The Nasher Sculpture Center in Dallas has announced that artist (and Houston native) Melvin Edwards has gifted the museum select sculptures and drawings. Edwards’ 2015 Nasher retrospective, Melvin Edwards: Five Decades, was organized by the Nasher and Nasher Curator Catherine Craft, who worked with Edwards to select the group of newly donated works, which include four sculptures and two drawings. Edwards’ gift honors his mother Thelma Felton Edwards, who died this year. Melvin Edwards lives and works in New York and New Jersey.
The works represent nearly three decades and encompass a variety of the artist’s concerns, as well as his materials and themes. “This substantial gift from Melvin Edwards is a tremendous addition to the Nasher collection,” says Nasher Director Jeremy Strick. “These important works represent the full range of Edwards’s mastery as a sculptor, effortlessly uniting the material and conceptual in ways that resonate over time. This gift is especially meaningful to the Nasher, as it stands as a testament to the artist’s native ties to Texas, his friendship with the museum, and his spirit of generosity.”

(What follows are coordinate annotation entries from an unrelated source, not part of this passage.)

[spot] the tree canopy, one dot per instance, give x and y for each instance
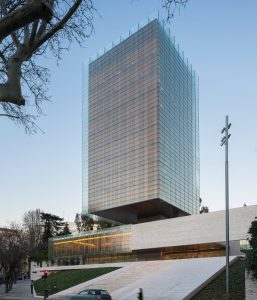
(29, 29)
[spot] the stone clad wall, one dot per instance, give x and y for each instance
(195, 229)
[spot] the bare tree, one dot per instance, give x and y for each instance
(30, 28)
(13, 251)
(33, 227)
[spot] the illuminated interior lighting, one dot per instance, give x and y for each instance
(81, 243)
(93, 238)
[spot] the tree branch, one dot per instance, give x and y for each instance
(26, 14)
(59, 25)
(9, 116)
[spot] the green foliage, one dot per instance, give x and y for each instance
(204, 210)
(52, 226)
(62, 280)
(65, 230)
(252, 254)
(216, 290)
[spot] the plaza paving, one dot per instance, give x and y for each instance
(20, 290)
(160, 280)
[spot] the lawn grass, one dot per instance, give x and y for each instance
(62, 280)
(216, 290)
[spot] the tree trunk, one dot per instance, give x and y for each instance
(20, 17)
(11, 90)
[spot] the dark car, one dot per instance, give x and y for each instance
(92, 294)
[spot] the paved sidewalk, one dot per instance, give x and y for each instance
(20, 290)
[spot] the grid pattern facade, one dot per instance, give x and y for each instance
(93, 243)
(123, 127)
(143, 124)
(178, 128)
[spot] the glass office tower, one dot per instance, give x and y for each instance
(140, 121)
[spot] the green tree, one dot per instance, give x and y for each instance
(78, 221)
(252, 254)
(87, 222)
(14, 248)
(204, 210)
(52, 225)
(66, 229)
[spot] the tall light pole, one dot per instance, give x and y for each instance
(224, 141)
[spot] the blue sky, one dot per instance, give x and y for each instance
(219, 38)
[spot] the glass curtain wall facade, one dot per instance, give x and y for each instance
(142, 126)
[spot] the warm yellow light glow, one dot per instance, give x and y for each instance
(93, 238)
(81, 243)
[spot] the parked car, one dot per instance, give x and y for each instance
(92, 294)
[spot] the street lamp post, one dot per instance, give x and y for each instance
(224, 141)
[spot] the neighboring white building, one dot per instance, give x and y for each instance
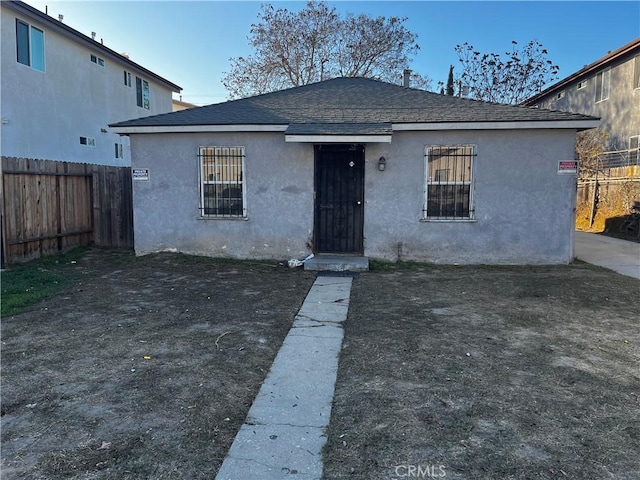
(608, 88)
(61, 89)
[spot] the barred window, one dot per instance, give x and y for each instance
(222, 184)
(449, 182)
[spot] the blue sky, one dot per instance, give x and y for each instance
(190, 42)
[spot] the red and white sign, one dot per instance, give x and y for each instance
(567, 167)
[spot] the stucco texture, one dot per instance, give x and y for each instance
(523, 208)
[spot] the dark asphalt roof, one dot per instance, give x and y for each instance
(350, 105)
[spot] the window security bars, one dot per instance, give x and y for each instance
(448, 192)
(222, 186)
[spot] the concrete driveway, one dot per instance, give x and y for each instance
(618, 255)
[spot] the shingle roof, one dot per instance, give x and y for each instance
(350, 106)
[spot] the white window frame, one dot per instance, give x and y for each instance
(96, 60)
(213, 179)
(145, 100)
(432, 180)
(30, 29)
(603, 85)
(634, 139)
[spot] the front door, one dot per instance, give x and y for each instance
(339, 204)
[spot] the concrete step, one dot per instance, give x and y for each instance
(337, 263)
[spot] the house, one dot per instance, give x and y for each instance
(608, 88)
(360, 167)
(61, 89)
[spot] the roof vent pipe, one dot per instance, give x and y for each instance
(406, 77)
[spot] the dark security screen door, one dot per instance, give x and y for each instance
(339, 206)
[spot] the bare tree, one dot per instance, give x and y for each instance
(589, 145)
(512, 79)
(298, 48)
(449, 90)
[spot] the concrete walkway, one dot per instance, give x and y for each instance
(284, 432)
(621, 256)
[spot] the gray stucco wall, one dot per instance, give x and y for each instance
(524, 209)
(279, 180)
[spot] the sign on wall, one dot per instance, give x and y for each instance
(140, 174)
(567, 167)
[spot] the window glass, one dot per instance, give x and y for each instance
(138, 91)
(145, 94)
(448, 193)
(22, 42)
(37, 49)
(222, 182)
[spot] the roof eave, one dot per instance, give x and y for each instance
(135, 129)
(582, 124)
(572, 124)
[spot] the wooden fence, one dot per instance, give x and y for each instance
(49, 206)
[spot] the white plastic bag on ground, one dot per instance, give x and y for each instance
(294, 262)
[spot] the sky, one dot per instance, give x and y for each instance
(190, 42)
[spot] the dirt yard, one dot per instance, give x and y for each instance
(489, 373)
(146, 367)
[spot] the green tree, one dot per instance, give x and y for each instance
(518, 75)
(297, 48)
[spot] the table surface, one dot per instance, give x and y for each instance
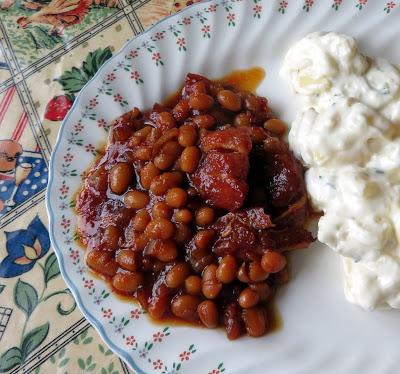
(43, 65)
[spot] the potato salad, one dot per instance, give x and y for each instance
(347, 134)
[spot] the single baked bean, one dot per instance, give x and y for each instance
(256, 272)
(205, 216)
(160, 228)
(136, 199)
(127, 281)
(192, 192)
(177, 274)
(164, 250)
(176, 197)
(243, 273)
(187, 135)
(162, 183)
(281, 277)
(141, 219)
(143, 153)
(127, 259)
(211, 286)
(165, 121)
(147, 174)
(193, 285)
(183, 216)
(190, 158)
(159, 300)
(258, 135)
(200, 101)
(169, 153)
(181, 110)
(273, 261)
(227, 269)
(204, 121)
(99, 179)
(121, 176)
(204, 239)
(198, 87)
(229, 100)
(161, 210)
(255, 321)
(248, 298)
(102, 262)
(111, 237)
(242, 120)
(185, 307)
(208, 314)
(276, 126)
(233, 321)
(183, 233)
(140, 242)
(262, 289)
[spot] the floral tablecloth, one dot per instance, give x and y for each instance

Edwards states: “In honor of my parents, Melvin Edwards Sr. and Thelma Felton Edwards, and our family’s heritage and history in Texas, it’s meaningful to be able to commemorate their contributions to our better future.”

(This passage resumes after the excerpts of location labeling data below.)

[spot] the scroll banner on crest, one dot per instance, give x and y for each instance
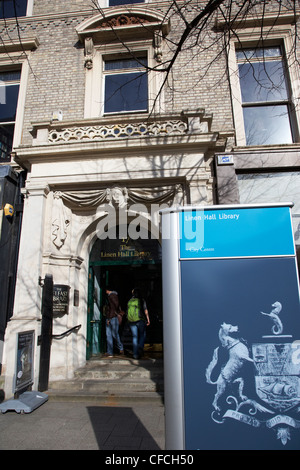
(239, 327)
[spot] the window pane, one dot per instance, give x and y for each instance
(267, 125)
(12, 8)
(8, 102)
(126, 92)
(261, 52)
(6, 140)
(123, 2)
(12, 76)
(263, 81)
(129, 63)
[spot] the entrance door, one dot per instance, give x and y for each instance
(123, 269)
(95, 320)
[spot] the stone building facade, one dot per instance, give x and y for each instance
(84, 160)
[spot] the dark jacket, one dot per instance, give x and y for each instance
(113, 305)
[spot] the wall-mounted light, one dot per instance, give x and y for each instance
(8, 211)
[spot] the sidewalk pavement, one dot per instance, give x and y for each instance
(85, 425)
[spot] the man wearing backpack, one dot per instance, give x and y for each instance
(138, 319)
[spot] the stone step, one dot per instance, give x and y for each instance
(113, 378)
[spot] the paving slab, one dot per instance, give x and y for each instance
(84, 425)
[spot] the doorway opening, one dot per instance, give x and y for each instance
(124, 264)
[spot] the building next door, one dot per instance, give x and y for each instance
(124, 264)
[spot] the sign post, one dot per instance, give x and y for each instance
(231, 328)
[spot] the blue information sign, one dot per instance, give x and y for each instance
(236, 232)
(232, 312)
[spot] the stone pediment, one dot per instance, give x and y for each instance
(133, 23)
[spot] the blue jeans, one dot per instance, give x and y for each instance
(138, 330)
(112, 332)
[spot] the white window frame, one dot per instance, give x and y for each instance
(23, 66)
(277, 35)
(105, 4)
(94, 91)
(29, 11)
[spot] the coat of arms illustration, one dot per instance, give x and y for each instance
(276, 368)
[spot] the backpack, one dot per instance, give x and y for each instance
(133, 310)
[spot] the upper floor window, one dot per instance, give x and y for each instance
(265, 96)
(123, 2)
(9, 92)
(12, 8)
(126, 85)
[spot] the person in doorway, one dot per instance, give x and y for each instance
(112, 323)
(138, 319)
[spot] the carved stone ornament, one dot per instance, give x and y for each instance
(60, 221)
(88, 49)
(117, 196)
(123, 20)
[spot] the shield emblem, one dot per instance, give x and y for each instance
(277, 379)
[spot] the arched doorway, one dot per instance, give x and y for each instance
(124, 263)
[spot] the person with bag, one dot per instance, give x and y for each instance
(138, 319)
(112, 323)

Now We Know (1979) and Iraq (2003) are two of four welded sculpture examples gifted from Edwards’ Lynch Fragment series. Some works from that series were part of Tate Modern’s Soul of a Nation major traveling group exhibition, which ended at the Museum of Fine Arts, Houston last August.

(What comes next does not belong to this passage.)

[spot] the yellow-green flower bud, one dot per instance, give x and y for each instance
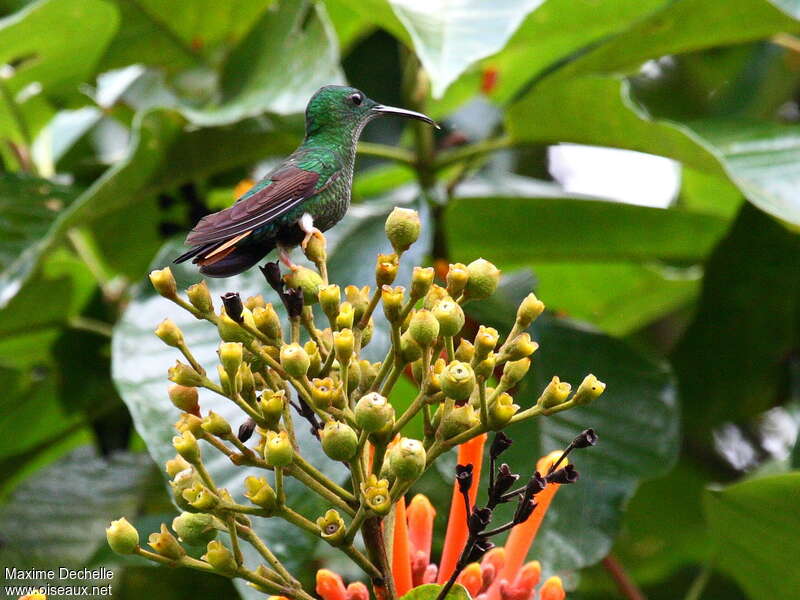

The donation also includes a “rocker,“ Edwards’ type of kinetic sculpture he created beginning in 1970. The work, Five to the Bar (1973) (pictured at top), includes barbed wire, a material Edwards used in installations from the late 1960s to early 1970s. Another sculpture, the grid Beyond Cabo Verde (2006), is a variation of the Lynch Fragment format, and is named after the Transatlantic route of the slave trade through the waters of the North Atlantic from the coast of West Africa.
Untitled (c.1974) is a watercolor-and-ink work on paper that uses barbed wire and chain as templates for sprayed compositions. One such barbed-wire work, Curtains (for William and Peter), appeared in Soul of a Nation.